Silica, however, is not normally compatible with other materials, so functionalizing it to do more than just carry light has been a challenge. In addition, bridging the gap between the light-speed transmission of data through silica and electronic and photonic components — such as optical switches, optical circuits, photon sources and even sensors — requires some form of interconnect. But this transition is highly inefficient using optical fibers, and interconnection losses remain one of the largest unresolved issues in optical communications.

If manufactured or self-assembled in place, silica microwires have the potential to operate as optical interconnects. They also could achieve new functionality by adding different chemicals that can only be introduced by self-assembly. And, unlike optical fibers, silica wires have no cladding, meaning greater confinement of light in a smaller structure better suited for interconnection. This ultimately minimizes losses and physical space.

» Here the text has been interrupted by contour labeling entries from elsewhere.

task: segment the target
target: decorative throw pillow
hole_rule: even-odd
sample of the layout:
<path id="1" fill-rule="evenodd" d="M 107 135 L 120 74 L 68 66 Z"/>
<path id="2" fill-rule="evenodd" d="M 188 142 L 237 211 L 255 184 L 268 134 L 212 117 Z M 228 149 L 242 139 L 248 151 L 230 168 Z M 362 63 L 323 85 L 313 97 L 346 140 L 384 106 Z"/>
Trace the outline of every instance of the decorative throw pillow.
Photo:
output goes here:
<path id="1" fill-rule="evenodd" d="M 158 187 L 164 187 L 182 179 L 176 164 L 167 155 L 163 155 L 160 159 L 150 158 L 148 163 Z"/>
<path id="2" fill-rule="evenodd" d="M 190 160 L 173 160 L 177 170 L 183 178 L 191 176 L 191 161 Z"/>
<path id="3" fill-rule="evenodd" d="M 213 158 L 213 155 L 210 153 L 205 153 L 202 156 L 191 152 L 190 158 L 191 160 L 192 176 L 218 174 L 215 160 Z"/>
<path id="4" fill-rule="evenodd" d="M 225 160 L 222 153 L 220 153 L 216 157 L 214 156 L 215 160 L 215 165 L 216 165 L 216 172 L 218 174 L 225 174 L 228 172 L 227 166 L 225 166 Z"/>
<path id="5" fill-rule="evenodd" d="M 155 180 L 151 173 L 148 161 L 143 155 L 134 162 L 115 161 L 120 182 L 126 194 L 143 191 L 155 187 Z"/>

These scanning electron microscope images reveal how ultraviolet laser light changes the surface texture and wettability of glass. Figures (a) and (b) reveal subtle texturing after lower-energy exposure to laser light. These textures made the surfaces more hydrophilic in (a) and more hydrophobic (water repellent) in (b). Higher energies produced a rougher and even more hydrophilic (wettable) (c) and (d) close-up of (c), surface. Courtesy of Optical Materials Express.

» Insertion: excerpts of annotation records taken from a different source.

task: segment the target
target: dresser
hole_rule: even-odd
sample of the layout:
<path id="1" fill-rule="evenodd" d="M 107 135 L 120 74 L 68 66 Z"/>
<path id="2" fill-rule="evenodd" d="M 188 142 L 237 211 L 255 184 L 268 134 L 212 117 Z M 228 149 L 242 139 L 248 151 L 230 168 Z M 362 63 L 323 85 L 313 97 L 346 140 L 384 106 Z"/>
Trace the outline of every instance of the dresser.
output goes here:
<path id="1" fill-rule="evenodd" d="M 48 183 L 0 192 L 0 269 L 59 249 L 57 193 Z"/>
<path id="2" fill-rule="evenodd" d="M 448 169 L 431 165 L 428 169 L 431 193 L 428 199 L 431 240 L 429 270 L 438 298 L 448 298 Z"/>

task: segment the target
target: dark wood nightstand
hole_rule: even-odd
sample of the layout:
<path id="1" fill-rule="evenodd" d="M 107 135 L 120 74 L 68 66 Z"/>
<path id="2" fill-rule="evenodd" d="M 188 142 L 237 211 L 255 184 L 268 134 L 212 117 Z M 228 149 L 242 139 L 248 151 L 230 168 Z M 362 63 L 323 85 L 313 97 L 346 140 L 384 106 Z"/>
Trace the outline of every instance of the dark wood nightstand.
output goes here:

To solve the silica incompatibility problem, the research team came up with the idea of using evaporative self-assembly of silica nanoparticles at room temperature, Canning said. The team members demonstrated single-photon-emitting nanodiamonds embedded in silica, which is the first step toward a practical photon source for future quantum computing. They reported their findings in Nature Communications (doi: 10.1038/ncomms2182).  

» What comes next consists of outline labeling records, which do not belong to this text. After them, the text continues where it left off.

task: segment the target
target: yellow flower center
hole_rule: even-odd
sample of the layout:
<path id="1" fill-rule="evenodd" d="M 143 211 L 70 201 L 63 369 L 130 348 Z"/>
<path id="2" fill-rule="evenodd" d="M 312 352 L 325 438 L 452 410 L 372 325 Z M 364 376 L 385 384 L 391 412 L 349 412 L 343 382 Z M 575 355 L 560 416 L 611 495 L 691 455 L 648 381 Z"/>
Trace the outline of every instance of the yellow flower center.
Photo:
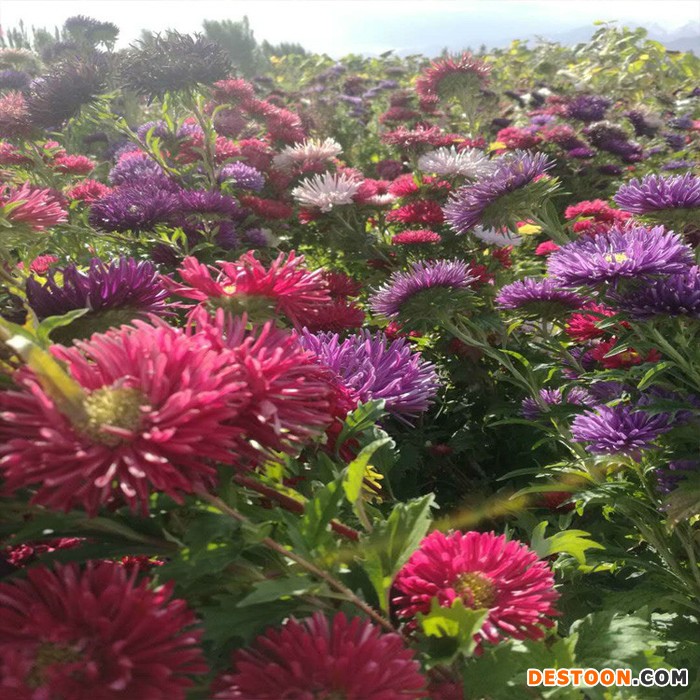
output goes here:
<path id="1" fill-rule="evenodd" d="M 454 584 L 465 607 L 473 610 L 490 608 L 496 601 L 496 586 L 485 574 L 468 571 L 460 574 Z"/>
<path id="2" fill-rule="evenodd" d="M 105 428 L 120 428 L 133 432 L 141 423 L 141 406 L 146 397 L 138 389 L 103 387 L 85 399 L 86 420 L 81 432 L 95 442 L 116 447 L 124 438 Z"/>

Carrying their work a step further, the investigators perfected the manufacturing process so that highly uniform wires self-assemble from nanoparticles suspended in a solution. Results appeared in Optical Materials Express. 

Naturally forming round droplets evaporate, producing uneven silica microwires based on microfluidic currents inside the droplet, which corral the nanoparticles into specific patterns aided and held together by intermolecular attractive forces. The nanoparticles then crystallize when the solvent, water in this case, evaporates.

By changing the shape of the droplet and elongating it ever so slightly, the investigators could concurrently change the flow patterns inside the drop, controlling how the nanoparticles assemble.


Figure (a) shows a roughly circular water droplet containing silica nanoparticles resting on an untreated glass surface. Figure (c) demonstrates how a UV laser can alter the surface texture, allowing the droplet to preferentially flow over the more wettable section, changing the shape of the droplet. Courtesy of Optical Materials Express.

Canning and his colleagues achieved this by changing the “wettability” properties of the glass the drops were resting on using an ultraviolet laser. They altered and patterned a glass made of the mineral borosilicate, which made the surface more wettable in a very controlled way, allowing the droplet to assume a slightly more oblong shape. This subtle change was enough to alter the microscopic flows and eddies so as the water evaporated, the silica formed straighter, more uniform microwires.

The processing technology could allow complete control of nanoparticle self-assembly for various technologies, including microwire devices and sensors, photon sources, and possibly silica-based integrated circuits, they said. It will also enable the production of selective devices such as chemical and biological sensors, photovoltaic structures and novel switches in both optical fiber form and on waveguides — all of which could lead to technologies that seamlessly integrate microfluidic, electronic, quantum and photonic functionality.